Tesla infotainment jailbreak unlocks paid features, extracts secrets
Researchers from the Technical University of Berlin have developed a method to jailbreak the AMD-based infotainment systems used in all recent Tesla car models and make it run any software they choose.
Additionally, the hack allows the researchers to extract the unique hardware-bound RSA key that Tesla uses for car authentication in its service network, as well as voltage glitching to activate software-locked features such as seat heating and 'Acceleration Boost' that Tesla car owners normally have to pay for.
The German researchers shared the full details of their hack with BleepingComputer, which will be published in an upcoming BlackHat 2023 presentation scheduled for August 9, 2023, titled 'Jailbreaking an Electric Vehicle in 2023 or What It Means to Hotwire Tesla's x86-Based Seat Heater.'
The researchers were able to hack the infotainment system using techniques based on the team's previous AMD research, which uncovered the potential for fault injection attacks that can extract secrets from the platform.
Tesla's infotainment APU is based on a vulnerable AMD Zen 1 CPU; hence the researchers could experiment with the exploitation of the previously discovered weaknesses to achieve jailbreak.
"For this, we are using a known voltage fault injection attack against the AMD Secure Processor (ASP), serving as the root of trust for the system," explains the researcher's BlackHat brief summary.
"First, we present how we used low-cost, off-the-self hardware to mount the glitching attack to subvert the ASP's early boot code."
"We then show how we reverse-engineered the boot flow to gain a root shell on their recovery and production Linux distribution."
By gaining root permissions, the researchers were free to perform arbitrary changes that survive infotainment system reboots and Tesla's 'over-the-air' updates.
Moreover, they could access and decrypt sensitive information stored on the car's system, such as the owner's personal data, phonebook, calendar entries, call logs, Spotify and Gmail session cookies, WiFi passwords, and locations visited.
The jailbreak enables an attacker to extract the TPM-protected attestation key that Tesla uses to authenticate the car and verify its hardware platform's integrity, and migrate it to another car.
Besides car ID impersonation on Tesla's network, this could also help in using the car in unsupported regions or performing independent repairs and modding, explain the researchers.
As for what tools are needed to jailbreak Tesla's infotainment system, one of the researchers Christian Werling, explains that a soldering iron and $100 worth of electronic equipment, like the Teensy 4.0 board, should be enough to do the trick.
Werling also told BleepingComputer that they responsibly disclosed their findings to Tesla, and the carmaker is in the process of remediating the discovered issues.
"Tesla informed us that our proof of concept enabling the rear seat heaters was based on an old firmware version."
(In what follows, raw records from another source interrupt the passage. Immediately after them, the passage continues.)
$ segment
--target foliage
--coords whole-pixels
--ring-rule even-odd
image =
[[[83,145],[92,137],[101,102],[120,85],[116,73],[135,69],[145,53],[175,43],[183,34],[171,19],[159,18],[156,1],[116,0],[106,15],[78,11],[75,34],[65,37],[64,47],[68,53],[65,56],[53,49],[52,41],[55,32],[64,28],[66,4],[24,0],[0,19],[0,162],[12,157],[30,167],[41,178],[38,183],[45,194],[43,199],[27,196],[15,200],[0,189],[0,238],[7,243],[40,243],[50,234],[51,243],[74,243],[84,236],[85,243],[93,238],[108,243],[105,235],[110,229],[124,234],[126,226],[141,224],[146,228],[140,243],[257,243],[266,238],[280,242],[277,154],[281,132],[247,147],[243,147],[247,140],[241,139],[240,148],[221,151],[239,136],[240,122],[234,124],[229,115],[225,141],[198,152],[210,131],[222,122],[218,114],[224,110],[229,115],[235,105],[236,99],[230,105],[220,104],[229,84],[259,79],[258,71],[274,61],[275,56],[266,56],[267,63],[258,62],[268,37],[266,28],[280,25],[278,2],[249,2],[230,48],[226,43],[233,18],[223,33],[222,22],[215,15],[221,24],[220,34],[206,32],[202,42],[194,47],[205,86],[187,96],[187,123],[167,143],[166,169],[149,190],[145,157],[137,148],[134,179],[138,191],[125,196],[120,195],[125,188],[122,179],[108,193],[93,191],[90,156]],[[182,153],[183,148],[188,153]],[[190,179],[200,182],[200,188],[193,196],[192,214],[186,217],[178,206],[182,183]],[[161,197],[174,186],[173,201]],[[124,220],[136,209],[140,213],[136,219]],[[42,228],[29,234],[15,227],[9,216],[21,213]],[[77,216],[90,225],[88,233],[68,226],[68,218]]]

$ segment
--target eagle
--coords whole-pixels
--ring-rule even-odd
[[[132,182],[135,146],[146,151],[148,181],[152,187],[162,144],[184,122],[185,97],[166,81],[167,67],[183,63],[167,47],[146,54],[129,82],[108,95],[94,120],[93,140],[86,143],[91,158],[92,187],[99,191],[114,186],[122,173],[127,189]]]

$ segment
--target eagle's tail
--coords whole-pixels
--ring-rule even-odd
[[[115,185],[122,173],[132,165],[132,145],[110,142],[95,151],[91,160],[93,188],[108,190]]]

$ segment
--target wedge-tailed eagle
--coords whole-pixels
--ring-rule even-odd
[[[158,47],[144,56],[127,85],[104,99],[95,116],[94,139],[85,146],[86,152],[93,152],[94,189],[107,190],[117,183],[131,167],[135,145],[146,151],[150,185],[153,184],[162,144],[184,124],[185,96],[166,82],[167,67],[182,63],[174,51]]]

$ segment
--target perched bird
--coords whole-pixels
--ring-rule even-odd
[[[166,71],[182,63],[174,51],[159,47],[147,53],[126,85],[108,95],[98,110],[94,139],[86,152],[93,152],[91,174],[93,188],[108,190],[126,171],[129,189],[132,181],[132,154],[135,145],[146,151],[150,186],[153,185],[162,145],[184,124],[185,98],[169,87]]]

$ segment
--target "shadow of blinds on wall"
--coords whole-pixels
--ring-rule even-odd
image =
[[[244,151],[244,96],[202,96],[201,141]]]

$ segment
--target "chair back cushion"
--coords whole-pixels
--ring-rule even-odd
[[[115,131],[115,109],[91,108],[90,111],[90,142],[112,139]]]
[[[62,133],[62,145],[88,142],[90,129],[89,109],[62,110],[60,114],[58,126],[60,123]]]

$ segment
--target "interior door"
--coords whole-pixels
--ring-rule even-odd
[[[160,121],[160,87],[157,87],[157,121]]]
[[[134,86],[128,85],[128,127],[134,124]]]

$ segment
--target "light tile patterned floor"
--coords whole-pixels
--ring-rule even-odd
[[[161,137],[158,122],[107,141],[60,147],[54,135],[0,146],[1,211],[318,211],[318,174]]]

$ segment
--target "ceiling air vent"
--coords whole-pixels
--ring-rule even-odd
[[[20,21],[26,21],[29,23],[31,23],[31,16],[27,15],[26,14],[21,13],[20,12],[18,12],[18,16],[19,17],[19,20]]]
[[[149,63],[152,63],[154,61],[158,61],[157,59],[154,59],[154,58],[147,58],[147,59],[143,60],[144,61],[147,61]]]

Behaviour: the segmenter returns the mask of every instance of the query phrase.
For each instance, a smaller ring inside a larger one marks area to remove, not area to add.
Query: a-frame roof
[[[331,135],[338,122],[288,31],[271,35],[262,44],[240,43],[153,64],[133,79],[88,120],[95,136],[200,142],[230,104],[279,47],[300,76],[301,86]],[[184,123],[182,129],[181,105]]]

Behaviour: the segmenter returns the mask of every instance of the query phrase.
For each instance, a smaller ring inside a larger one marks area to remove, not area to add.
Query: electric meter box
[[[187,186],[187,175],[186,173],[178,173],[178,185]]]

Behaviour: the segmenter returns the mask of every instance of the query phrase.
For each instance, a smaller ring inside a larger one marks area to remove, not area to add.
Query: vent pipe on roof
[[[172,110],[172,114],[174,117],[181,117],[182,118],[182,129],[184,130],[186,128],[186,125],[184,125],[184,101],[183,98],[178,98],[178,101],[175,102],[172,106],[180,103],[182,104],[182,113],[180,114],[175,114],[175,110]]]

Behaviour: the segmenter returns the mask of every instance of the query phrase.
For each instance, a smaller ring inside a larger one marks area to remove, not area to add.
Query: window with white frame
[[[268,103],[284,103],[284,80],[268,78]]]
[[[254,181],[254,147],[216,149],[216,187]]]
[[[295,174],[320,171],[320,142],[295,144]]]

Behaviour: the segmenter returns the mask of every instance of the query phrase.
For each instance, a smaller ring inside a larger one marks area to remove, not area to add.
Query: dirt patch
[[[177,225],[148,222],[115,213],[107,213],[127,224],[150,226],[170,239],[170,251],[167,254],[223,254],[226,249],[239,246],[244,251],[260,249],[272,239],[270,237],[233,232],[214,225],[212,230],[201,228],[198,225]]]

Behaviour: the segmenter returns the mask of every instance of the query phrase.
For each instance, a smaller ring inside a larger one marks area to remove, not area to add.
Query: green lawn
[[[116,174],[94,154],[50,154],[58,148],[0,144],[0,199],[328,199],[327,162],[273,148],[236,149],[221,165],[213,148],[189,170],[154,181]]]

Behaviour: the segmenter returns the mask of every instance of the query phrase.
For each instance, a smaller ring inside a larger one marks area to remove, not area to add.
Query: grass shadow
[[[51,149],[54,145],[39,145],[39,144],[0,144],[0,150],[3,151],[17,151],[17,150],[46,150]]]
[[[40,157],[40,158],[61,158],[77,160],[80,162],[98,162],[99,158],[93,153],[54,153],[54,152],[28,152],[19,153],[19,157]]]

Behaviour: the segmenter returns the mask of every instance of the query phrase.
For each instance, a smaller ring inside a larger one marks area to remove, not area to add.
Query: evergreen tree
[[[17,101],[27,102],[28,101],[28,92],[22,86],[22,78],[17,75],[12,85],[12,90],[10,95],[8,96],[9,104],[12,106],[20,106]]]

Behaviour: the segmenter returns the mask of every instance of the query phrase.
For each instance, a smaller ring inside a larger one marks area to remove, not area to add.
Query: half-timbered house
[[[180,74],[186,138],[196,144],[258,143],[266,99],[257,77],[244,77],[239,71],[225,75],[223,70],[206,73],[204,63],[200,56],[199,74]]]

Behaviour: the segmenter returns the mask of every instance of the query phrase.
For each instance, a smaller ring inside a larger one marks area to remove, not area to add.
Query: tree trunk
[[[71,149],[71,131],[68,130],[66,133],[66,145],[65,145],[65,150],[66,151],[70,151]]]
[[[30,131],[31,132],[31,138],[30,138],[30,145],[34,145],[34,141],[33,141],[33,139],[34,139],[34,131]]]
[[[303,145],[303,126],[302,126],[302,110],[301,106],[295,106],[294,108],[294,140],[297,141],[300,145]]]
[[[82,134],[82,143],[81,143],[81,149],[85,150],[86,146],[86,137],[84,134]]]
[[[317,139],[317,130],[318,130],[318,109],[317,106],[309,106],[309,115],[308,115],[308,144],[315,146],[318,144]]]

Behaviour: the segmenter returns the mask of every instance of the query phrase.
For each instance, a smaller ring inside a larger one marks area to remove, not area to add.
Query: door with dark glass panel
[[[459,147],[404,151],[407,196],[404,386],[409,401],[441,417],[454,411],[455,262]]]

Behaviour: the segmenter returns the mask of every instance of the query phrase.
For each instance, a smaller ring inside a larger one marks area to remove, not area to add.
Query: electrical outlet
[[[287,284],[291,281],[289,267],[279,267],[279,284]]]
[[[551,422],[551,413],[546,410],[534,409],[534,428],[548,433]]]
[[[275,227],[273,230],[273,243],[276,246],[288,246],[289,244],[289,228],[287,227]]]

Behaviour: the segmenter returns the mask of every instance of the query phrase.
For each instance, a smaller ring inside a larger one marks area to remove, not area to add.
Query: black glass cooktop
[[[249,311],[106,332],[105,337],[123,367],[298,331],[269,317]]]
"In newer versions, updates to this configuration item are only possible with a valid signature by Tesla (and checked/enforced by the Gateway)."
"So while our attacks lay some important groundwork for tinkering with the overall system, another software or hardware-based exploit of the Gateway would be necessary to enable the rear seat heaters or any other soft-locked feature." - Christian Werling.
However, the key extraction attack still works in the latest Tesla software update, so the problem remains exploitable for now, Werling told BleepingComputer.
Finally, some news outlets have claimed that the jailbreak can unlock Full-Self Driving (FSD), but the researcher told us this is false.